Les entreprises investissent de moins en moins dans la formation professionnelle, alors même que les besoins en compétences évoluent à un rythme accéléré. D’après le Forum économique mondial, près de la moitié des compétences professionnelles devront être mises à jour d’ici cinq ans, et plus de la moitié des salariés auront besoin d’une requalification d’ici 2027. Pourtant, les budgets de formation diminuent, passant de 19,2 millions de dollars en moyenne pour les grandes entreprises en 2022 à 16,1 millions en 2023, selon un rapport de Training Magazine.
Face à cette réduction des ressources, les employeurs doivent décider où concentrer leurs efforts. Une étude de Gartner, menée auprès de plus de 3 000 salariés, révèle que la formation aux compétences fondamentales liées aux postes actuels a cinq fois plus d’impact sur la performance que l’apprentissage de nouvelles compétences émergentes sans application immédiate. Pourtant, seuls 25 % des salariés préfèrent améliorer leurs compétences essentielles, tandis que 40 % s’orientent vers de nouveaux apprentissages, souvent moins utiles à court terme.
Pour rendre les formations en entreprise plus efficaces, les organisations doivent d’abord identifier les compétences clés. Les employés, les recruteurs et les managers doivent être sollicités afin de déterminer une liste restreinte de compétences essentielles à chaque fonction. Celles-ci doivent être directement liées aux objectifs stratégiques de l’entreprise et ne concerner que les capacités indispensables à l’heure actuelle. Contrairement aux compétences émergentes, qui évoluent rapidement et peuvent devenir obsolètes, les compétences fondamentales restent stables et stratégiques.
Toutefois, la résistance au changement des employés et de leurs responsables reste un obstacle. Les managers craignent que la formation continue n’affecte la productivité, tandis que les salariés doutent de l’utilité de revoir des compétences métiers qu’ils pensent déjà maîtriser. Pour surmonter ces réticences, il est crucial d’expliquer les avantages concrets d’une mise à jour des compétences essentielles, en insistant sur leur impact direct sur la progression professionnelle.
La mise en place d’un plan de formation doit également être progressive.
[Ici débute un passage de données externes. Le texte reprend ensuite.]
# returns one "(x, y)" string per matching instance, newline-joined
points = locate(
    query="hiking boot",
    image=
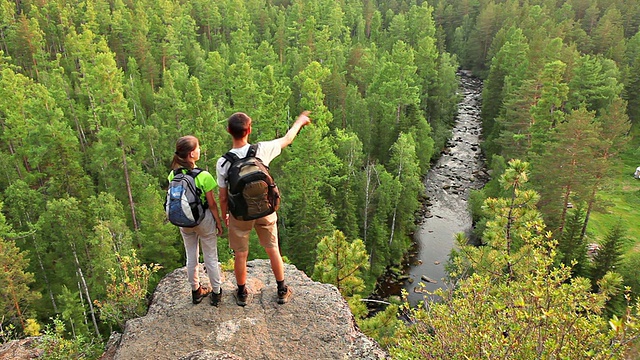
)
(215, 298)
(284, 295)
(198, 295)
(241, 297)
Une entreprise ayant entrepris un audit des compétences a dû prolonger son échéance de deux ans en raison de l’ampleur du travail. Démarrer avec un groupe restreint permet d’évaluer les résultats, d’ajuster les méthodes et d’anticiper les résistances avant de généraliser le dispositif.
Les compétences émergentes ne doivent pas être ignorées, mais introduites au moment opportun. Certaines, comme l’ingénierie des invites en intelligence artificielle, sont aujourd’hui indispensables à certains métiers, alors qu’elles sont inutiles ailleurs. Il s’agit donc de repérer les tendances, d’anticiper leur importance future et de décider du bon moment pour les intégrer à la formation professionnelle.
Carlos Rivero, responsable de la gestion des talents chez Wolters Kluwer, plaide pour une approche équilibrée alliant le renforcement des compétences fondamentales et l’acquisition ciblée de compétences émergentes. Lors d’un récent échange avec Harvard Business Review, il a souligné l’importance d’une culture de l’apprentissage continu et de la responsabilisation individuelle pour motiver les salariés. Selon lui, le rôle des managers est déterminant : ils doivent accompagner leurs équipes dans la conciliation entre formation et productivité, tout en comblant les écarts entre les compétences disponibles et celles requises par l’entreprise.